First in a 2-part series
By M.E. Jones
Correspondent
HARVARD — The apse of the antique church that houses the Harvard Historical Society in Still River was filled to capacity for an event held there last Thursday night.
With every pew occupied and folding chairs set out in the aisles, people continued to stream in until, for even the earliest late-comers, it was standing-room only.
The big draw on that sultry spring evening was a talk by historian and former HHS President Dianne Newton, author of “The Harvard Album,” whose show-and-tell presentation on the life and times of Fiske Warren was as overflowing with fascinating facts, famous names and vintage photos as the old church was packed with people.
Blessed with an abundance of material and an avid interest in New England’s storied past, particularly its houses, Newton spotlighted the people, places and innovative ideas that made Fiske Warren a prominent figure in his time and part of Harvard history.
Purposefully painting with a broad stroke as she cited accomplishments others in Fiske Warren’s family were noted for, Newton expertly framed her subject while savoring the sidelights her research turned up.
Warren’s wife Gretchen, for example, came from a prominent “Boston Brahmin” clan and was famous in her own right as an opera singer. They married in 1891.

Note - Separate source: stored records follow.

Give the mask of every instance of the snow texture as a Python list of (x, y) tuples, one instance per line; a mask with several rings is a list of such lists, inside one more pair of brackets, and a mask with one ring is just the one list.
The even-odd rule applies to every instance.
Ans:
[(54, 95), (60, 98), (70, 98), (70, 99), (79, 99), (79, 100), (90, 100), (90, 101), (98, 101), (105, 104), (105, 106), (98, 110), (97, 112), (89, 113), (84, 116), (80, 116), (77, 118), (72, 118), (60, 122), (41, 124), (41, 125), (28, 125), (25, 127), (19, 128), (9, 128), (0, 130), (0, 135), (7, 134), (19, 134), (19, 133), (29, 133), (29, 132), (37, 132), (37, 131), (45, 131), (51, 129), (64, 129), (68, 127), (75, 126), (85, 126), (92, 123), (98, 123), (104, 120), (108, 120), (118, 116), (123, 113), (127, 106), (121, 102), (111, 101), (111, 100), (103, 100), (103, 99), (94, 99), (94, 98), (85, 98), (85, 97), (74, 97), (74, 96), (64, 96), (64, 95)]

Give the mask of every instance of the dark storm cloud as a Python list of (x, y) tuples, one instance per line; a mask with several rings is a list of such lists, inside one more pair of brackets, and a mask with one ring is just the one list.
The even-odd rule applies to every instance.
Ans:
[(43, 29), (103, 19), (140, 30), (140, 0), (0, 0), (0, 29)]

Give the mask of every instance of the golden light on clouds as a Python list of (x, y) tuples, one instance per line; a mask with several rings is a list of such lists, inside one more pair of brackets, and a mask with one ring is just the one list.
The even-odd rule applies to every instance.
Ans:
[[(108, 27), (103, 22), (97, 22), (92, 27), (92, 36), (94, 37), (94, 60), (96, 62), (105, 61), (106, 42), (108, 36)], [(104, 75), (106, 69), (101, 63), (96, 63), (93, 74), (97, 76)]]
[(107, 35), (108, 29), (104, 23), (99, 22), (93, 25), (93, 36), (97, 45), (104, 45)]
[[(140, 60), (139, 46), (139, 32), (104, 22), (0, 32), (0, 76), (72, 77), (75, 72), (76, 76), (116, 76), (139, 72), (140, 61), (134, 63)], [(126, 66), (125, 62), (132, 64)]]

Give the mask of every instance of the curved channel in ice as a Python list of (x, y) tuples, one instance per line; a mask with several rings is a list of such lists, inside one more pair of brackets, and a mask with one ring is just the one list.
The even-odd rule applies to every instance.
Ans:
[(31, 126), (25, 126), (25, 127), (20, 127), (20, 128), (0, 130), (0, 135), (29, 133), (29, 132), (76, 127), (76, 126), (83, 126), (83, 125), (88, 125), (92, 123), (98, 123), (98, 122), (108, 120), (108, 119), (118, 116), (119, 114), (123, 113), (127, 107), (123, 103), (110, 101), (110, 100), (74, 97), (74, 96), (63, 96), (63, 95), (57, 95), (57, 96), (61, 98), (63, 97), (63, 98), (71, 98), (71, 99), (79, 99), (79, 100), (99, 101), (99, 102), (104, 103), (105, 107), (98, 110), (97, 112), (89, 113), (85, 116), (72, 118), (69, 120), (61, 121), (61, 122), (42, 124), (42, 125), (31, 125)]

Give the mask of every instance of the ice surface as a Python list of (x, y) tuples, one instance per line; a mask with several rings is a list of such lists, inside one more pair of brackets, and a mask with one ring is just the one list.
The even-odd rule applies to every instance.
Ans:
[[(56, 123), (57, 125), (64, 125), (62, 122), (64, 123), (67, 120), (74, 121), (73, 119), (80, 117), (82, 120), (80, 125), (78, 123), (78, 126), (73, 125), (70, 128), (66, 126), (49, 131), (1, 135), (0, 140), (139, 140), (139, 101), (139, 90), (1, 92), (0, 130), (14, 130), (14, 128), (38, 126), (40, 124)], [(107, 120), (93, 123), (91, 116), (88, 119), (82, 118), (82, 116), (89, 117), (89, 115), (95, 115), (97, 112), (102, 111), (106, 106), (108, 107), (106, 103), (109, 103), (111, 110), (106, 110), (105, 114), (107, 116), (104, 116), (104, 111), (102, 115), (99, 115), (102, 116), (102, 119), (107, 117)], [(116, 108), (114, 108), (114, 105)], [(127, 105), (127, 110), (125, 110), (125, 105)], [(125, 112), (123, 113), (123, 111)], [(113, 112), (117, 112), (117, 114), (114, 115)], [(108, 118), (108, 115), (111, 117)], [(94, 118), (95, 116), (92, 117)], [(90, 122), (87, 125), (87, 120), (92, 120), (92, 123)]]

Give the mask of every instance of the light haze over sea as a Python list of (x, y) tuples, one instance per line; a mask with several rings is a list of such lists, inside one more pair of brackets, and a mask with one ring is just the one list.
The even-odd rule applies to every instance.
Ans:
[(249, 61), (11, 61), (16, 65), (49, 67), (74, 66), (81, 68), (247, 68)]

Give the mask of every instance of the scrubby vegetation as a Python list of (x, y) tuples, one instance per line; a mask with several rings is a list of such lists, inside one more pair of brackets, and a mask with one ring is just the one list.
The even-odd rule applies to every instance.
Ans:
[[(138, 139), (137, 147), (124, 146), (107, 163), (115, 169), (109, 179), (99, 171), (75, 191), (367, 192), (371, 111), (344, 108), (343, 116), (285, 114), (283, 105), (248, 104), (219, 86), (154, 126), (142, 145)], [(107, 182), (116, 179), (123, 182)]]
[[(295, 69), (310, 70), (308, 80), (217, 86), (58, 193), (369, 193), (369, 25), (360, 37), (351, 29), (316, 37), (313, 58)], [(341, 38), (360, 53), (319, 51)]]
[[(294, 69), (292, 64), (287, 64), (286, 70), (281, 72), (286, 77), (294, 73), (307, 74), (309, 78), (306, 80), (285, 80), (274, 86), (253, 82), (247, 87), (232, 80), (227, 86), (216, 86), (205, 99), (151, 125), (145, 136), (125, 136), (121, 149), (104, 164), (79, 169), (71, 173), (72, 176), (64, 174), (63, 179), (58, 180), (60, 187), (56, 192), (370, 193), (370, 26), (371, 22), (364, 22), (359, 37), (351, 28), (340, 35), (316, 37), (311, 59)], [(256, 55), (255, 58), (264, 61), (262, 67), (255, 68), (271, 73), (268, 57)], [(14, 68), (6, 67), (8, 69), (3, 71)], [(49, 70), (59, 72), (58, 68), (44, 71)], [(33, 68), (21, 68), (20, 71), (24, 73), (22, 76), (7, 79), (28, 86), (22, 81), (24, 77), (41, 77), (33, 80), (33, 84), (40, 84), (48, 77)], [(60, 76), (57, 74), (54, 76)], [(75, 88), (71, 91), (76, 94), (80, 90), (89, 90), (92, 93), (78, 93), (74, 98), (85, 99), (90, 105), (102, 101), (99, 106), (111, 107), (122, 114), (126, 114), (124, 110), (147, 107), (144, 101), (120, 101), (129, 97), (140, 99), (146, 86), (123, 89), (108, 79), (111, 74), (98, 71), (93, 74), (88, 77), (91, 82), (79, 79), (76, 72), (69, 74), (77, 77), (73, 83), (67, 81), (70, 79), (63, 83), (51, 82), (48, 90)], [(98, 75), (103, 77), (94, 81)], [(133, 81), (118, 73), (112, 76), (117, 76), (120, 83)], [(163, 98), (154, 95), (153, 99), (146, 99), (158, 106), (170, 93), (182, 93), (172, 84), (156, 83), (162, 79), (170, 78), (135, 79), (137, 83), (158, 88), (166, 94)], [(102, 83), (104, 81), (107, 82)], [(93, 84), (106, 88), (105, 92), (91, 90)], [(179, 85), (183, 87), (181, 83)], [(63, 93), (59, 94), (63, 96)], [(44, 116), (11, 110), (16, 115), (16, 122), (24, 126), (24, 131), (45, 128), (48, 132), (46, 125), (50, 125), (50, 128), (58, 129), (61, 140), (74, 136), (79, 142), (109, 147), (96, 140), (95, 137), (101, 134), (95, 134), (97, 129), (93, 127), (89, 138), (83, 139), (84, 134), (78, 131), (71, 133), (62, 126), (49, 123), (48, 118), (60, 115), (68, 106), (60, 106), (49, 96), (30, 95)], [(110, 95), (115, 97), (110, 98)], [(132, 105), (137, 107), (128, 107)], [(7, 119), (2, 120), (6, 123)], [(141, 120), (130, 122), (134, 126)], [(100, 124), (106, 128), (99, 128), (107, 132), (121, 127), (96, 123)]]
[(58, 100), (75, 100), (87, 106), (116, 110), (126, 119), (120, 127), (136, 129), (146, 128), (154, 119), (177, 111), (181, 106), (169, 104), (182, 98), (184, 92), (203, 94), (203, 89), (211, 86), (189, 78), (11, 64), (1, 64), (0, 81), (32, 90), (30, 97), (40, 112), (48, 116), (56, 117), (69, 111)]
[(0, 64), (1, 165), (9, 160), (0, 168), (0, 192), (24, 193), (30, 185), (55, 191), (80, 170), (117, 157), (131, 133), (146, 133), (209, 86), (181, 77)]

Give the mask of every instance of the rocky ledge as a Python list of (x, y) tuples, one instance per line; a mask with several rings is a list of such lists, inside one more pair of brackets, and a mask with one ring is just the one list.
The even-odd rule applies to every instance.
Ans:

Later, Gretchen and daughter Rachel, the Warren’s first child, would have their portrait painted by John Singer Sargent, in the legendary artist’s home. The event was recorded on camera and the photo is now in the Isabella Stewart Gardner Museum, Newton said.
She thanked others who worked on the project. Fellow researches included Sheila Simollardes, who traced the Warren family tree and Susan Lee, whose Internet searches led to a plethora of newspaper stories about Warren and the Single Tax movement
“Fiske Warren and the One Tax Estate”
Fiske Warren was a very wealthy, Harvard College-educated, world-traveled and socially-connected man who put his out-of-the-box ideas into action, including the single tax communities he established after moving to the town of Harvard in 1891.
Warren wasn’t born rich, Newton said. His money came from the paper mill he owned and operated with his brother in Warren, MA, reportedly the first to use pulp instead of rags in the manufacturing process.
In an era and an area noted for “utopian” communes that ranged from the industrious Shakers to the dreamy Transcendentalists, Warren was among a handful of influential “single taxers” in his lifetime and used his great wealth to make his community-building dream come true.
Warren’s holdings in Harvard once totaled over 600 acres, including all the land around Bare Hill Pond. A newspaper that year ran a crotchety piece lamenting his land-grabbing ways when he bought 334 acres atop Bare Hill, with its spectacular views, Newton said.
Warren’s estate boundaries once stretched from Bolton Road to the pond, up Scott Road to the town line, back to the Town Center into Still River and beyond, Newton said. “It goes on and on…”
Warren acquired large land tracts outside Harvard, too and even bought out a tiny town in the Pyrenees Mountains to establish a colony there. Of the town’s 3000 inhabitants, 11 tenants signed up but the entire enterprise was stopped in its tracks when WWI began.
Warren wasn’t stockpiling land just to own it. He had a grand scheme and global aspirations, envisioning a growing network of “single-tax” communities of like-minded people who shared his economic, philosophical, social and spiritual ideas and ideals.
But to begin with, the lure was “free land.”
Fiske offered “free” land (via no-cost, 99-year leases) to people who wanted to build homes or businesses on the property, at their own expense. Ideally, they would also become active members of the community whose ties to it were social, philosophical and spiritual as well as economic.
Community members would own the buildings and other improvements they made on the property and could sell those structures if they wanted to, but not the land itself, which still belonged to Warren and later passed to his heirs.
For all practical purposes, though, the land under each member’s home (and in some cases, non- members who bought in later) was theirs for a lifetime and then some.
When an owner sold a property in one of Fiske Warren’s communities (there were others besides Harvard’s but it hosted the largest) the lease transferred with the sale, deed intact.
Each member paid a single fee to the association Warren had created, which in turn paid local, state and Federal property taxes for the community. The assessment for each property included an amount added for communal expenses, like an association fee.
Similar to today’s condo associations in terms of privately owned buildings, common land, shared services and communal caretaking, it was an outlandish proposal in its day, Newton said.